Dennoch hat er das Geviert der Malerei bisweilen verlassen (nicht nur für musikalische Ausflüge). In einer Installation rekonstruiert Oehlen das eigene "Jugendzimmer": Der Künstler liegt als Leinwand unter einer Bettwäsche, die jedes Malerleben prägen würde.

Oehlens Konsequenz hatte aber stets anarchistische Züge, mutete er der Leinwand doch nicht nur banalste Motive, sondern auch politische Unkorrektheiten zu. Er schimpfte und malte mit Martin Kippenberger, richtete mit Werner Büttner und Georg Herold eine Samenbank für DDR- Flüchtlinge ein. Später entwickelte er den Begriff der " postungegenständlichen" Malerei, wegen der unnötigen Debatte um Figuration und Abstraktion. In seiner Malerei geht es eher um formale Probleme. Und um Emotion - im Sinne von Effekt erzielen. Daran, Aussagen treffen zu können, glaubt er nicht.

Auch bei den Werbeplakaten, die in seinen jüngeren Arbeiten dicht collagiert Platz finden, interessiere ihn Form und Farbe. Das entspricht auch Oehlens Kokettieren mit der heiteren Direktheit der Pop Art. Aber nicht nur das: Als Teenager tapezierte Oehlen sein Zimmer mit Supermarkt-Werbungen - "unveredelter Trash"zur Angehörigen-Provokation.

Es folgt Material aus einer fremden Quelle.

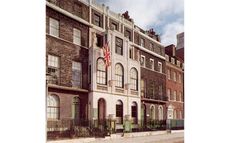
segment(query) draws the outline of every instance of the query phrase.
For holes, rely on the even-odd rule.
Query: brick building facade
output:
[[[135,25],[128,12],[114,13],[95,0],[47,0],[48,131],[68,130],[72,123],[132,131],[151,121],[152,127],[164,128],[169,106],[183,113],[182,100],[167,96],[169,88],[183,89],[166,76],[169,69],[183,78],[183,71],[165,60],[168,49],[153,29]]]
[[[168,96],[168,118],[184,119],[184,68],[183,61],[176,55],[175,45],[165,47],[166,92]]]

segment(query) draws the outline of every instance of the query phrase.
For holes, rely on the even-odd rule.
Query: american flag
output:
[[[109,44],[108,44],[108,42],[106,42],[105,45],[103,46],[103,53],[104,53],[105,65],[106,65],[106,67],[108,67],[111,64],[111,61],[110,61],[110,51],[109,51]]]

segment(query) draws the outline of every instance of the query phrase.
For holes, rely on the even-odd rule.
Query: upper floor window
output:
[[[107,70],[102,58],[98,58],[97,60],[97,83],[104,85],[107,84]]]
[[[124,69],[121,64],[116,64],[115,66],[115,78],[116,78],[116,86],[124,87]]]
[[[171,90],[170,89],[167,89],[167,96],[168,96],[168,99],[170,100],[170,95],[171,95]]]
[[[74,13],[79,16],[82,17],[82,5],[79,3],[74,3]]]
[[[154,70],[154,59],[150,59],[150,68]]]
[[[149,50],[150,50],[150,51],[154,51],[153,43],[150,43],[150,44],[149,44]]]
[[[60,64],[59,64],[59,57],[54,55],[48,55],[48,74],[52,76],[50,79],[52,83],[58,83],[58,77],[60,74]]]
[[[159,120],[163,120],[163,107],[160,105],[159,107],[158,107],[158,119]]]
[[[173,81],[176,81],[176,72],[173,72]]]
[[[145,97],[145,93],[146,93],[146,85],[145,85],[145,80],[141,79],[141,96]]]
[[[168,61],[169,61],[169,56],[168,56],[168,55],[165,55],[165,59],[166,59],[166,61],[168,62]]]
[[[129,41],[131,41],[131,32],[129,30],[125,30],[125,37],[127,37]]]
[[[94,13],[94,15],[93,15],[93,23],[98,27],[102,27],[101,16],[96,14],[96,13]]]
[[[118,31],[118,25],[116,23],[112,22],[111,29],[114,29],[114,30]]]
[[[53,18],[49,18],[49,34],[55,37],[59,37],[59,21]]]
[[[178,74],[179,83],[181,83],[181,74]]]
[[[96,38],[97,38],[97,47],[103,47],[103,36],[96,34]]]
[[[170,70],[169,69],[167,69],[167,77],[168,77],[168,79],[171,79],[171,77],[170,77]]]
[[[171,63],[175,64],[175,59],[173,57],[171,57]]]
[[[116,49],[115,52],[119,55],[123,55],[123,40],[121,38],[116,37]]]
[[[176,64],[177,64],[178,67],[180,67],[180,61],[177,60]]]
[[[176,101],[176,91],[173,92],[174,101]]]
[[[159,95],[162,96],[163,95],[163,87],[162,85],[159,85]]]
[[[60,116],[60,101],[57,95],[47,96],[47,118],[58,120]]]
[[[143,38],[141,38],[141,46],[144,47],[145,46],[145,40]]]
[[[141,66],[145,67],[145,56],[141,55],[141,61],[140,61]]]
[[[73,28],[73,43],[81,45],[81,31],[76,28]]]
[[[82,66],[80,62],[72,62],[72,85],[81,88]]]
[[[134,48],[131,46],[129,47],[129,58],[134,59]]]
[[[135,68],[131,68],[130,70],[130,83],[131,89],[138,90],[138,74]]]
[[[162,73],[162,63],[158,62],[158,71]]]

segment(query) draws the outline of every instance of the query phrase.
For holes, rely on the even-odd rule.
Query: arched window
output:
[[[116,103],[116,118],[117,124],[123,123],[123,103],[121,100],[118,100]]]
[[[47,119],[59,119],[60,101],[57,95],[47,96]]]
[[[150,107],[150,118],[151,118],[151,120],[155,120],[156,119],[156,117],[155,117],[155,106],[154,105],[152,105]]]
[[[116,78],[116,86],[124,87],[124,69],[121,64],[116,64],[115,66],[115,78]]]
[[[135,68],[131,68],[130,70],[130,83],[131,89],[138,90],[138,74]]]
[[[72,118],[75,124],[80,121],[80,99],[78,97],[73,98],[72,102]]]
[[[98,58],[97,60],[97,83],[107,84],[107,70],[102,58]]]
[[[131,112],[132,112],[132,123],[137,124],[137,103],[133,102],[132,107],[131,107]]]
[[[163,107],[159,106],[158,107],[158,115],[159,115],[159,120],[163,120]]]

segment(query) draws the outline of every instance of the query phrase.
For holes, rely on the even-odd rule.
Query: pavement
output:
[[[184,143],[184,131],[129,133],[125,137],[122,137],[121,134],[113,134],[105,138],[77,138],[48,141],[47,143]]]

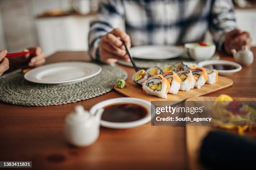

Emotion? Effekt? Form? Oder doch Aussage? fragt man sich beim Blick auf FM3, einem jüngeren Werk (2008), auf dem ein paar Scheiben Kalbsleber prangen: 4,99 das Kilo. In etwa da, wo sich die Leber befindet, hat der Künstler auch die Fleischerwerbung geklebt: in die Mitte des Bildes - wo bei Oehlen meist das Gewicht liegt - und damit auch in die Leibesmitte des darum herumgemalten Tieres. Es ist kein Kälbchen, sondern eher ein zorniger Zähnefletscher mit spitzen Ohren, an dessen Leber mehr dran ist als an seinen knochigen Haxen. Leber und Zorn - für die Chinesen hängt das eng zusammen.   (Anne Katrin Feßler, DER STANDARD, 8./9.6.2013)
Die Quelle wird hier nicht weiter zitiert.